Hallucishaniids have two or three body zones. The first of these contains the eyespot-bearing head and several pairs of feathery appendages likely specialised for filter feeding. The second, larger zone consists of many pairs of clawed limbs used for walking with each pair corresponding to a sclerite, with a third zone present in Ovatiovermis where the feathery appendages continue with far shorter branches, and clawed limbs are reduced to the last few pairs. The limb claws seem to alternate which direction they face. Most hallucishaniids have spine-like sclerites which vary in width and length, however some like Cardiodictyon have more plate-like sclerites, and Ovatiovermis as well as Facivermis lack them entirely. Thanahita is especially bizarre, as while it retains sclerites they are rather randomly distributed along the body and have several tufts near their tips which make them vaguely resemble coral polyps. The sclerites are paired in hallucigeniids, but luolishaniids have three or more per lobopod pair; some, such as Acinocricus and Collinsium, have rings of sclerites in between their lobopods.
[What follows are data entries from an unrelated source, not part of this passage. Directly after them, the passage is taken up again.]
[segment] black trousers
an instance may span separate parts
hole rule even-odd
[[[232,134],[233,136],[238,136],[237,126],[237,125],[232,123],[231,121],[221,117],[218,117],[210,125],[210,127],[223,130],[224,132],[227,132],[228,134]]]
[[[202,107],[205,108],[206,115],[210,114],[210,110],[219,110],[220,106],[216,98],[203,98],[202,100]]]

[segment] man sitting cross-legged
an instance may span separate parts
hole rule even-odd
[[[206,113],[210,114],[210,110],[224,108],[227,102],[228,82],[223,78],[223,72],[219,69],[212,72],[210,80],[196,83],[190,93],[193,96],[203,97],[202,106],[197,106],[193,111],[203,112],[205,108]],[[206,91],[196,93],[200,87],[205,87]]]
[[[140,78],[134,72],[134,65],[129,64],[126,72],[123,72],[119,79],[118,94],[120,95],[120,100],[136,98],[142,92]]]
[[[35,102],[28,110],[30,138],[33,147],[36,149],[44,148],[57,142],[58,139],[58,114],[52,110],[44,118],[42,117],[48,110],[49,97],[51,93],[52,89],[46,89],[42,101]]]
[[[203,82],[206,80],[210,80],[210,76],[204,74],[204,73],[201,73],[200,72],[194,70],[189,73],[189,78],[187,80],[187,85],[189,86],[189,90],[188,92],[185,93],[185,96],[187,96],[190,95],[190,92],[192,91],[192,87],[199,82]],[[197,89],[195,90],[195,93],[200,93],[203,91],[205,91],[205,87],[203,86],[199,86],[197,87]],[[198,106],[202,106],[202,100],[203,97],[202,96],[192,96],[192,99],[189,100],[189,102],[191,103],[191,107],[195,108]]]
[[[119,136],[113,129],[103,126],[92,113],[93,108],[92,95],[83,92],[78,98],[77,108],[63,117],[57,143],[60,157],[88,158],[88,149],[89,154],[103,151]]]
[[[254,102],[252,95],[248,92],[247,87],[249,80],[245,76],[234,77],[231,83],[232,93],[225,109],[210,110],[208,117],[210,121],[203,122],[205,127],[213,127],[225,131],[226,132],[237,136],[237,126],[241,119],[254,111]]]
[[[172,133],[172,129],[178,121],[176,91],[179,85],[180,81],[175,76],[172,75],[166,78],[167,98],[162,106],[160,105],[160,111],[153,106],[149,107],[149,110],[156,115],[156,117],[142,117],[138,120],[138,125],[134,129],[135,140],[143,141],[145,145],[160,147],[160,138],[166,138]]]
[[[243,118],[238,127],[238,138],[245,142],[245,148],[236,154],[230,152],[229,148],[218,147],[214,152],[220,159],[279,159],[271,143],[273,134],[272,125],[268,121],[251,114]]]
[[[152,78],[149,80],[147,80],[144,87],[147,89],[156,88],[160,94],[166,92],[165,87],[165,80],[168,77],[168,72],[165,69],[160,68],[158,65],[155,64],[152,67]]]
In addition, luolishaniids often have a circular, flat head sclerite.

Hallucishaniids have just one or two claws per limb, as opposed to the three or more of other lobopodians like Aysheaia. Luolishaniids in particular also have hardened sheets within their bodies, likely to support the larger, broader spines they often bear. This feature is particularly prominent in Entothyreos, which has large shield-like sheets alongside a partly arthrodised last pair of limbs. Arguably the most derived hallucishaniid of all is Facivermis, which entirely lacks limbs except for its filtering appendages, with a pear-shaped posterior body end, alongside seemingly living in tubes much like some modern polychaetes.

Hallucishaniids are among the longest-lasting lobopodians, with fossils extending from the Cambrian to the Carboniferous. The luolishaniids (and specifically Ovatiovermis) are also likely ancestral to tardigrades.